4. If your concatenation function allocates memory, then, the caller needs to take care of free()-ing the memory, otherwise it will result in memory leak.

Answer 2

In addition to all the good comments and solutions: realloc can give you a different pointer and you must return that pointer. So your function signature should be:

void concat(char* source, char** dest)
{
    int longStr1 = (longueur(source));
    int longStr2 = (longueur(dest));
    int i=0, j=0;
    char* temp = *dest, *temp2;
    if ((temp2 = realloc(dest, ((longStr1 + longStr2)+1))==NULL) return;
    *dest= temp2;

    while(temp[i] != '\0')
    {
        *dest[i] = temp[i];
        i++;
    }
    while(source[j] != '\0')
    {
        *dest[i] = source[j];
        i++;
        j++;
    }
   *dest[i] = '\0';
}

..and this assumes the function will only be called with a dest that was allocated with malloc.

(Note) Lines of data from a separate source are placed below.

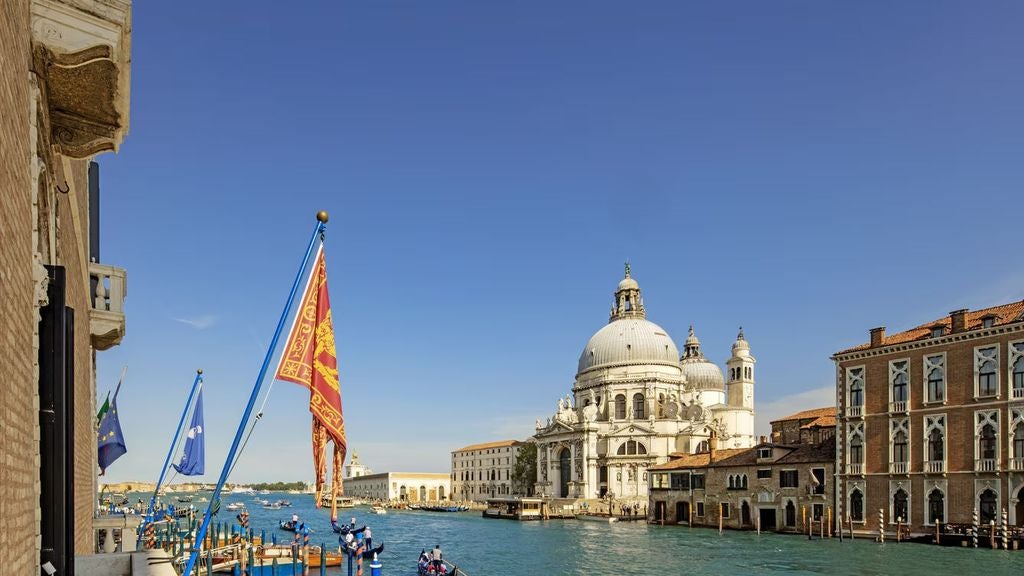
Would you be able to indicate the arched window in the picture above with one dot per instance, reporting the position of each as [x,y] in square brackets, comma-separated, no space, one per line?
[986,506]
[1018,375]
[621,406]
[899,447]
[856,450]
[936,504]
[639,406]
[899,505]
[857,505]
[936,447]
[986,443]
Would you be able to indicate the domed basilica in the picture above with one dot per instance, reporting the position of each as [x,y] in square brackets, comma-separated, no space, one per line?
[636,401]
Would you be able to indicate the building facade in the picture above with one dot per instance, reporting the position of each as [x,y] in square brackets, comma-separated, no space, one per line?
[64,98]
[771,486]
[400,487]
[635,401]
[932,422]
[483,470]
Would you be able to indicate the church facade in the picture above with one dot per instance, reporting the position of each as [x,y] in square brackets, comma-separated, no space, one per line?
[635,402]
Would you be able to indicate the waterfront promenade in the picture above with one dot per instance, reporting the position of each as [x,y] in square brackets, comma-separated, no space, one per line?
[486,547]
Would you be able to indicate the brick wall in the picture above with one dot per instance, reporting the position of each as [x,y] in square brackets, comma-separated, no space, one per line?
[18,396]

And sizeof(char) is always 1. (This resulting function is not optimal.)

--EDIT--

Below the correct, optimized version:

void concat(char* source, char** dest)
{
    int longSrc = longueur(source);
    int longDst = longueur(dest);
    char *pDst, *pSrc;

    if ((pDst = realloc(*dest, longSrc + longDst + 1))==NULL) return;

    if (pDst != *dest) *dest= pDst;

    pDst += longSrc;
    pSrc= source;

    while(pSrc)
        *pDst++ = *pSrc++;

    *pDst = '\0';
}

Answer 3

After you have freed dest here:

free(dest);

You cannot use this pointer in following call to realloc:

dest = (char*) realloc(dest, ((longStr1 + longStr2)* sizeof(char)));

/*dest[0] = temp[0]; <------  If I do this it will generate issue, so the bellow code too*/

man realloc

void *realloc(void *ptr, size_t size);

The realloc() function changes the size of the memory block pointed to by ptr to size bytes. (...)

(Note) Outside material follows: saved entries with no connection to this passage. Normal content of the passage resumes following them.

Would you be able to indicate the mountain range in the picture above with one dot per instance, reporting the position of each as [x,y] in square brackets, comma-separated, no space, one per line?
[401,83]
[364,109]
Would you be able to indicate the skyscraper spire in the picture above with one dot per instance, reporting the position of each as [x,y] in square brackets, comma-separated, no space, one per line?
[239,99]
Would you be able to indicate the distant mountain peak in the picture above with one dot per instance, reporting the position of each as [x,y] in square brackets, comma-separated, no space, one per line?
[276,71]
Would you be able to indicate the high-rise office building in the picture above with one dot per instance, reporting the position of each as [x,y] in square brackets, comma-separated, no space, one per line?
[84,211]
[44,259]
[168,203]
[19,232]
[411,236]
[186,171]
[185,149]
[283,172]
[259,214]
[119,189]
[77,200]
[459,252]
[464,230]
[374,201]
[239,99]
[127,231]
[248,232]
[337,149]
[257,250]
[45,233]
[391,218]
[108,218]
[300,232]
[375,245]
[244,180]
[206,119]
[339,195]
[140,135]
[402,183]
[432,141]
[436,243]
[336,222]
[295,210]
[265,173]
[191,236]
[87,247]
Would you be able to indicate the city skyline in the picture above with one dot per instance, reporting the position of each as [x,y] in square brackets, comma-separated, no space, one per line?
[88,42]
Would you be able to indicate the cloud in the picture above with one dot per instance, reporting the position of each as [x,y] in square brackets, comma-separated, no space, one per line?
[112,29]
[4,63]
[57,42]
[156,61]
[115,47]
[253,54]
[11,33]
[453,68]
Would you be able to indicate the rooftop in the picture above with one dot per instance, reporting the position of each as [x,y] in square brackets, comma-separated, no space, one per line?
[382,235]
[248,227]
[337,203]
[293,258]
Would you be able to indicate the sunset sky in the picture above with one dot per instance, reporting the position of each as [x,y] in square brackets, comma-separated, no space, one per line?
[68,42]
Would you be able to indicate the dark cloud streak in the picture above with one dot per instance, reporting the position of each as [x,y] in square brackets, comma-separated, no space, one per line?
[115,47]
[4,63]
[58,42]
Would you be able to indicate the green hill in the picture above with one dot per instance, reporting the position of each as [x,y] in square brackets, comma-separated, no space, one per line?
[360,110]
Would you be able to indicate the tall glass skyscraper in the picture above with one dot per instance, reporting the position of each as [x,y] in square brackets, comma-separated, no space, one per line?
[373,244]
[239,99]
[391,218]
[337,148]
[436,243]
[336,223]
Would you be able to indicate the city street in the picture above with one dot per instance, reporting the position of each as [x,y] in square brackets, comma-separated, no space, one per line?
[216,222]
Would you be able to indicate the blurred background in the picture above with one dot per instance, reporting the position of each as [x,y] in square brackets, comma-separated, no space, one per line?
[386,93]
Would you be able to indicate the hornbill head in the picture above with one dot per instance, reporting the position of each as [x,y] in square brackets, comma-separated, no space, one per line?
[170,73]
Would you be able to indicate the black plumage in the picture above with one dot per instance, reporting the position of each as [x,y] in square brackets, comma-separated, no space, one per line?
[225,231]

But this pointer is invalid now and you cannot use it anymore. When you call free(dest), the memory dest points to is being freed, but the value of dest stays untouched, making the dest a dangling pointer. Accessing the memory that has already been freed produces undefined behavior.

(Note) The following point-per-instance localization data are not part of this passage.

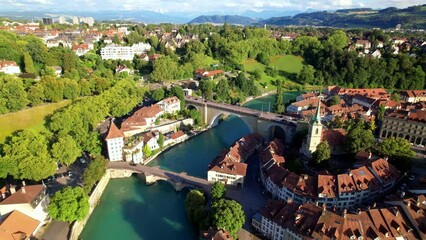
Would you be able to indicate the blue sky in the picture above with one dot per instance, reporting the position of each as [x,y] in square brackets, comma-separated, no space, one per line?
[199,6]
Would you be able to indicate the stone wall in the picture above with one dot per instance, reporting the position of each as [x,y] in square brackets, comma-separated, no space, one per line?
[78,226]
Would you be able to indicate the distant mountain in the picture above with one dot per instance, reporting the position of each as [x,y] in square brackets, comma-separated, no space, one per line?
[411,17]
[219,19]
[269,14]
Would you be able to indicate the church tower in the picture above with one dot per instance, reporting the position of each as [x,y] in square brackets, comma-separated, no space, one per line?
[315,131]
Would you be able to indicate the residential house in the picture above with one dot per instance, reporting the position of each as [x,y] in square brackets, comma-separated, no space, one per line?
[9,67]
[229,166]
[30,200]
[204,74]
[115,143]
[410,125]
[117,52]
[81,49]
[151,139]
[170,105]
[414,96]
[18,226]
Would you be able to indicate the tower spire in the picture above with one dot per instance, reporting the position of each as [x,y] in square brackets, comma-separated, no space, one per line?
[317,117]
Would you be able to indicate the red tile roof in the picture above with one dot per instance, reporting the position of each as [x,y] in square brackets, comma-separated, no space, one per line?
[17,226]
[26,194]
[177,134]
[114,132]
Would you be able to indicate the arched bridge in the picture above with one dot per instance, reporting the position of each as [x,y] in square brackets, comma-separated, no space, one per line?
[153,174]
[264,123]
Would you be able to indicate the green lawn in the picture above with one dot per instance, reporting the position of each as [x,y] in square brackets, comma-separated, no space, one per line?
[288,66]
[32,118]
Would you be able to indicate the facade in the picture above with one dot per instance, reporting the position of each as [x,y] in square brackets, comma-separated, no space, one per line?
[170,105]
[115,143]
[280,220]
[229,167]
[360,185]
[414,96]
[140,48]
[410,125]
[30,200]
[117,52]
[314,134]
[17,225]
[9,67]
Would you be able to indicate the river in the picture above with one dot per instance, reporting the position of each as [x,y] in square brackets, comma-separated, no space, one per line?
[129,209]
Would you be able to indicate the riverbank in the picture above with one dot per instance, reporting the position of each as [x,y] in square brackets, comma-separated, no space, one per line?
[169,147]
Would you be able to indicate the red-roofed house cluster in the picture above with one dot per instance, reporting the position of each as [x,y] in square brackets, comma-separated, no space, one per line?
[127,143]
[22,211]
[358,186]
[230,167]
[289,220]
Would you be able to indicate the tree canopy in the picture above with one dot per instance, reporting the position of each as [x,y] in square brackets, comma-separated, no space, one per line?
[69,204]
[218,191]
[28,156]
[322,152]
[228,215]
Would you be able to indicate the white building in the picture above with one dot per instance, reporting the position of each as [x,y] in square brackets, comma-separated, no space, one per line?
[133,152]
[62,20]
[9,67]
[170,105]
[314,134]
[30,200]
[139,48]
[115,143]
[117,52]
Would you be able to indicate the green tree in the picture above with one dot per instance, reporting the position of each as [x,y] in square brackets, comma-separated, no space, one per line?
[178,92]
[65,150]
[94,172]
[195,206]
[358,139]
[158,94]
[69,204]
[146,150]
[164,68]
[27,152]
[306,75]
[381,112]
[338,39]
[206,88]
[13,92]
[36,94]
[29,64]
[334,100]
[160,140]
[227,215]
[396,148]
[322,152]
[218,191]
[279,101]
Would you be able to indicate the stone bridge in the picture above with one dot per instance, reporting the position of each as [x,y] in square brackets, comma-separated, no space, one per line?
[263,123]
[154,174]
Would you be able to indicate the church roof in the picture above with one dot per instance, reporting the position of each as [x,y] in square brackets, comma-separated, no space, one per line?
[114,132]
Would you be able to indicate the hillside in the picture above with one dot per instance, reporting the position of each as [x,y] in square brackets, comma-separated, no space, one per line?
[219,19]
[411,17]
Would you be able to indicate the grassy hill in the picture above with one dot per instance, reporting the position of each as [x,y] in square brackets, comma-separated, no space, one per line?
[288,67]
[32,118]
[411,17]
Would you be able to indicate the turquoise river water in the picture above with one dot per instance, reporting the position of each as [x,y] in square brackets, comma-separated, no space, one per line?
[129,209]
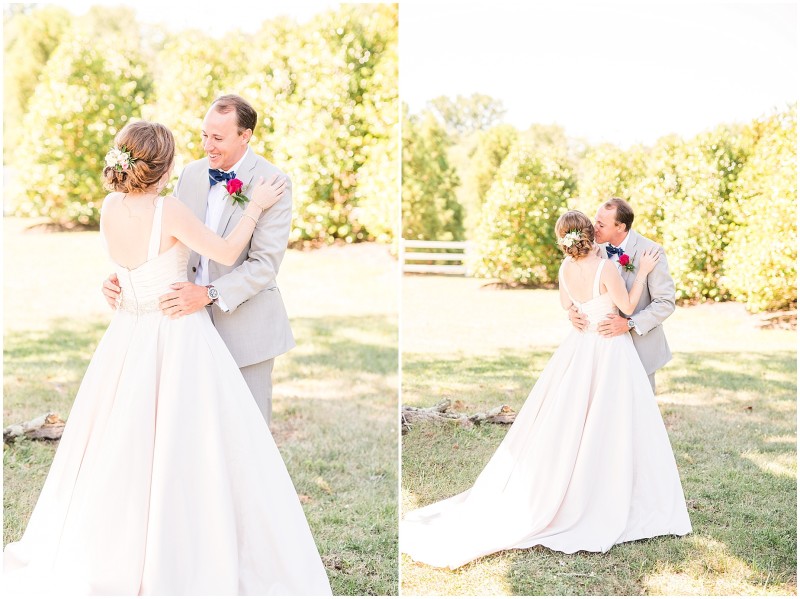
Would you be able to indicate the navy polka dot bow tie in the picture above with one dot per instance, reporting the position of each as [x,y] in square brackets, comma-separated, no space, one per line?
[217,176]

NOTE: Even if free(dest) is technically valid when called on pointer to memory allocated by malloc (it is not an error in your function to call free(dest) then), it is incorrect to use this on pointer to literal string as you do in your example (because str2 points to string literal it is an error to pass this pointer to function calling free on it).

Answer 4

Given your original use, perhaps you would find a variant like this useful

#include <stdio.h>
#include <stdlib.h>
#include <stdint.h>

size_t longueur ( const char * str ) {               /* correct type for string lengths */
    size_t len = 0;

    while (*str++ != '\0') ++len;
    return len;
}

char * concat ( const char * first, const char * second ) {
    const char * s1 = first  ? first  : "";          /* allow NULL input(s) to be */
    const char * s2 = second ? second : "";          /* treated as empty strings */
    size_t ls1 = longueur(s1);
    size_t ls2 = longueur(s2);
    char * result = malloc( ls1 + ls2 + 1 );         /* +1 for NUL at the end */
    char * dst = result;   

    if (dst != NULL) {
        while ((*dst = *s1++) != '\0') ++dst;        /* copy s1\0 */
        while ((*dst = *s2++) != '\0') ++dst;        /* copy s2\0 starting on s1's \0 */
    }
    return result;
}

int main ( void ) {
    const char *str1 = "Hello";
    const char *str2 = " World";
    char * greeting = concat(str1, str2);

    printf("-------------\n%s\n-------------\n", greeting);
    free(greeting);
    return 0;
}

In this variant, the two inputs are concatenated and the result of the concatenation is returned. The two inputs are left untouched.